Large-eddy simulation in a complex hill terrain enabled by a compact fractional step OpenFOAM® solver

•More transparency to CFD softwares gained via high-level open source developments.•A generic ‘recipe’ provided for implementation of a new LES solver in OpenFOAM.•Wall function implementation with environmental focus discussed.•LES code validation for a challenging flow case over complex hill terrain.•LES shows good agreement with reference data.
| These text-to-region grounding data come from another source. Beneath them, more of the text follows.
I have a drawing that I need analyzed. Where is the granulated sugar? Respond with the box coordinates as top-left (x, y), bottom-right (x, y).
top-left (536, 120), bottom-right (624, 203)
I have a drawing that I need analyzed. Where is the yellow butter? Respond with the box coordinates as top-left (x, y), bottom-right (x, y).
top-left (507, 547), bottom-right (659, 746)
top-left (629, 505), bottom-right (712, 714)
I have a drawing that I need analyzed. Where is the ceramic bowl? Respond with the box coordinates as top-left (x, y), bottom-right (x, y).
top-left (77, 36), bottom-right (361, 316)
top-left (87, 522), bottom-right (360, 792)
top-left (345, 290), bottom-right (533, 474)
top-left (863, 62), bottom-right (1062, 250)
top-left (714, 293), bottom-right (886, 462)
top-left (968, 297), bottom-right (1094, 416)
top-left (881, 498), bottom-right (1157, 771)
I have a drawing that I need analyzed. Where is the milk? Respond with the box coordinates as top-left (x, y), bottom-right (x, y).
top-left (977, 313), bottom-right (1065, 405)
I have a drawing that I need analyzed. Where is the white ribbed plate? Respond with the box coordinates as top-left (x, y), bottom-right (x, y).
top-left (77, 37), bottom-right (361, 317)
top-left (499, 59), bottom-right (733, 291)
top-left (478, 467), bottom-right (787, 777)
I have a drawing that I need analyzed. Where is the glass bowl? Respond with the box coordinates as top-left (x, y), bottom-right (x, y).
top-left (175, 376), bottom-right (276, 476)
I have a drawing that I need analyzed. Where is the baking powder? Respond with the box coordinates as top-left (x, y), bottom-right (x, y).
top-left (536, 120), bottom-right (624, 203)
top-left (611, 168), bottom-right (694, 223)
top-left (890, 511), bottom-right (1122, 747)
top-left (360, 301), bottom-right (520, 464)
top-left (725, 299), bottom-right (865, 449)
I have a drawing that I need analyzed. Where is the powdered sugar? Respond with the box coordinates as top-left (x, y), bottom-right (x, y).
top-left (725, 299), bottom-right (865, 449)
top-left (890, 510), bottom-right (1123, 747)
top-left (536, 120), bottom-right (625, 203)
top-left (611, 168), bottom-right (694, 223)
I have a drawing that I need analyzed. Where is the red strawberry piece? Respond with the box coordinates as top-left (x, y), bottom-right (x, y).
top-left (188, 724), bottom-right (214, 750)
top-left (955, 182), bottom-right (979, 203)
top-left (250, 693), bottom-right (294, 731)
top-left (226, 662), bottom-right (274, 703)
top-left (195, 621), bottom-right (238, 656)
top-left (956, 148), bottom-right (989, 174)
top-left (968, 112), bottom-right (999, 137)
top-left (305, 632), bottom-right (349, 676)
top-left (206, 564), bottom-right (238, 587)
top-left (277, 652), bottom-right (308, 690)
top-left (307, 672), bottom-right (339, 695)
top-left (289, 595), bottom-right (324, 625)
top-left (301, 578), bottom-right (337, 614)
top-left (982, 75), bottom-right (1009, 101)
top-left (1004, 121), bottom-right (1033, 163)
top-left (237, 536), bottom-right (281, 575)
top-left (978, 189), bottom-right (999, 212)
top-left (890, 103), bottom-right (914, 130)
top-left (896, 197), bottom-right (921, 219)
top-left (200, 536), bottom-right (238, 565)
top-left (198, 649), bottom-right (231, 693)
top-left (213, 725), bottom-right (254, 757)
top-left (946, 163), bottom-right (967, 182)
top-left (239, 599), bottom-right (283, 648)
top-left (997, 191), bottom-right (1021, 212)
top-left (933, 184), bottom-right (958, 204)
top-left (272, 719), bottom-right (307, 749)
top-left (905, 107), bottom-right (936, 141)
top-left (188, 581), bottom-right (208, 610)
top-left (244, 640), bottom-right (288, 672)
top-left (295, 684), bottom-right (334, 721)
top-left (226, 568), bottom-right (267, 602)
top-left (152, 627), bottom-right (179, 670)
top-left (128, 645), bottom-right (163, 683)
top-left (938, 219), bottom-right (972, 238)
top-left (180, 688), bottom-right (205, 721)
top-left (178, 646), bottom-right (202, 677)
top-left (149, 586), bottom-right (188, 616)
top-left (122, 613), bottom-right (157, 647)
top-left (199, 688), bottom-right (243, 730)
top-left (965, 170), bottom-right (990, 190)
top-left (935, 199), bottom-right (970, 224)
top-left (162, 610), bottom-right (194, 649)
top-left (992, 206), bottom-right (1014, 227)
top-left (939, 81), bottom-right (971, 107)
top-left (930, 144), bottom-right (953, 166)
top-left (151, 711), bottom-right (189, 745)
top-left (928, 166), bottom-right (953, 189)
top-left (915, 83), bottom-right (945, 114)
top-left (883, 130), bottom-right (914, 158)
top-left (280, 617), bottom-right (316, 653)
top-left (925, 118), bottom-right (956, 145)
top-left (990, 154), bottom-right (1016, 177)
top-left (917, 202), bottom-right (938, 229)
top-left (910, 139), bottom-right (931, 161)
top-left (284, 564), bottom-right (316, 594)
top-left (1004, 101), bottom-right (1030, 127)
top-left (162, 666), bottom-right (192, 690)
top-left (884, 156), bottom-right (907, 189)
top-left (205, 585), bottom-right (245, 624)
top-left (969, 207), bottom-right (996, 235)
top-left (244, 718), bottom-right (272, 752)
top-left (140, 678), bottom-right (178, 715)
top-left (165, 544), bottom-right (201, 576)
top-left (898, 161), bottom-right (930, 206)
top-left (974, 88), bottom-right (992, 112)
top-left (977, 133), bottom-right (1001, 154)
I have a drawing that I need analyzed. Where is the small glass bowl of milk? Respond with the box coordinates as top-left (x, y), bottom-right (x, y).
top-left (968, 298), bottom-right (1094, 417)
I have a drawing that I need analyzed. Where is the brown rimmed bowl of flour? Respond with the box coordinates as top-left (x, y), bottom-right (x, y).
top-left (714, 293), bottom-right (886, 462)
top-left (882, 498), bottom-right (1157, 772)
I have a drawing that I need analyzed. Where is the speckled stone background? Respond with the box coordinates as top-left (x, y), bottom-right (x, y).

We report computational fluid dynamics (CFD) code developments using the high-level programming syntax of the open source C++ library OpenFOAM®. CFD simulations utilizing the large-eddy simulation (LES) approach are carried out using the developed code in a real-world application. We investigate wind flowing over the Bolund hill, Denmark. In the present configuration a west–east wind meets the steep west side of the hill. Such conditions lead to flow separation at the location of a sharp cliff. A full scale simulation, with a simulation duration of over one month, is carried out on a supercomputer. Physically, about 45 min of real time is simulated in the LES enabling the statistical averaging of the results. The novelty of the paper consists of the following features: (1) we report validation results of the newly developed LES code for the Bolund hill case, (2) we show the high-level LES solver code in its entirety in a few tens of code lines which promotes transparency in CFD-code development in the OpenFOAM® environment, (3) the study is the first study to use LES in pointing out the complex 3d characteristics of the Bolund hill case with the computationally challenging west–east (270°) wind direction, and (4) based on the comparison with previous experimental data, and Reynolds averaged Navier–Stokes (RANS) simulations, the present LES gives so far the best match for the turbulent kinetic energy increase at the considered measurement positions.